CGD in the News

Nobel-Winner Yunus Ousted, Documentary Premiers in English (Mother Jones)

March 14, 2011

David Roodman was quoted in a Mother Jones article on Muhammed Yunus

From the Article

David Roodman, a leading micro-finance academic, has been cautious in his response to Micro Debt, which he was interviewed for. In his Microfinance blog, he complains that:

Tom seems to have made pretty much the most negative movie he could. As I show just below, the film sensationalizes matters that have more to do with making Muhammad Yunus look bad than whether microcredit is good for the poor; exaggerates the Grameen Bank's interest rates despite my explanations in e-mail to Tom and on this blog; and heavily favors negative voices, depriving viewers of the opportunity to glimpse the complexities of the real world and think for themselves.

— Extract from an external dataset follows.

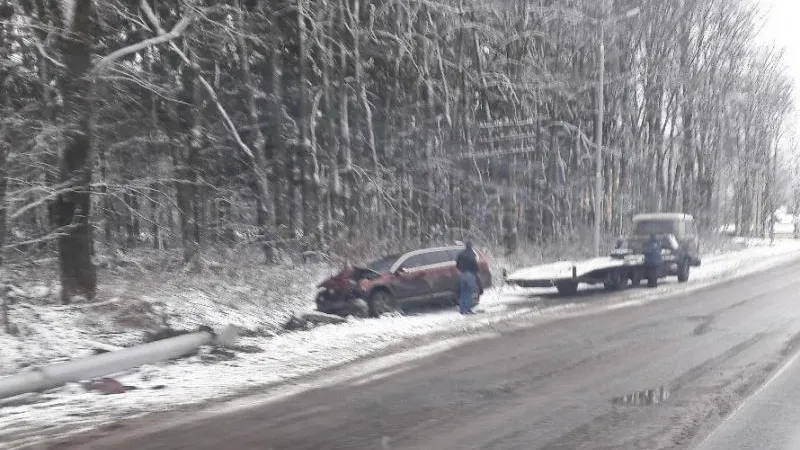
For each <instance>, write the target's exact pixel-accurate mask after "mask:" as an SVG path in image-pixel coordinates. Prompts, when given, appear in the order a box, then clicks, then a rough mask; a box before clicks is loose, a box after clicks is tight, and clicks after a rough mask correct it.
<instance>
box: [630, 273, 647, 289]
mask: <svg viewBox="0 0 800 450" xmlns="http://www.w3.org/2000/svg"><path fill="white" fill-rule="evenodd" d="M642 278H644V277H643V274H642V271H641V270H639V269H633V274H632V275H631V286H632V287H639V286H641V284H642Z"/></svg>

While Roodman asserts personally that Heinemann tweaked interest rates to suit the film’s purposes, there are other examples as well. Two MIT economists, Abhijit Banerjee and Esther Duflo, write that in the rural Indian state of Andhra Pradesh, two-thirds of the poor have loans on which they pay an average 57% in interest. This number makes Yunus’s 17 to 24 percent interest (Roodman’s calculations) seem much more reasonable.